Modeling Conditions Appropriate for Wildfire in South East China – A Machine Learning Approach

2021 
Wildfire is one of the most common natural hazards in the world.It has tendency to destroy large fields of land and make them uncultivable effecting agriculture and hence economy of the region. China is one of the countries that have a serious wildfire problem and is among the top 20 countries most affected in terms of economic loss as a result of wildfire. Fire risk estimation for purposes of risk reduction is an important aspect in disaster studies around the world. Therefore, it is highly pertinent to estimate fire risk in the region as it will empower research to formulate plans and methodology for short and long terms risk reduction.The aim of this research was to develop a model that uses a binary classification system to identify likely fire grids in an area of interest.

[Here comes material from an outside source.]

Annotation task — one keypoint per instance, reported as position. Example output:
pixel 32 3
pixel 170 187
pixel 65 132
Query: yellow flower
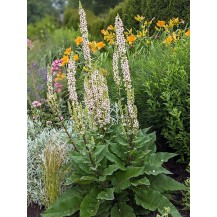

The variations in different environmental and climatic parameters leading up to fire events during a period of 9 years(2003-2011)were modeled. Three natural vegetation land covers dominate the study area of South East China, namely Evergreen Broadleaf Forest, Mixed Forest and Woody Savannas. Different models were trained for each of these land covers. The model for Mixed Forest land cover performed the best compared to the models for Evergreen Broadleaf Forest and Woody Savannas. It was found that better representation of Mixed Forest in training samples made this model perform more reliably as compared to other. Improving the individual models constructed for different land covers and combining them can provide fire classification for a larger region. There is room to improve the spatial precision of fire grid classification. Introducing finer scale features that have higher correlation with fire activity and exhibit high spatial variability seems viable way forward.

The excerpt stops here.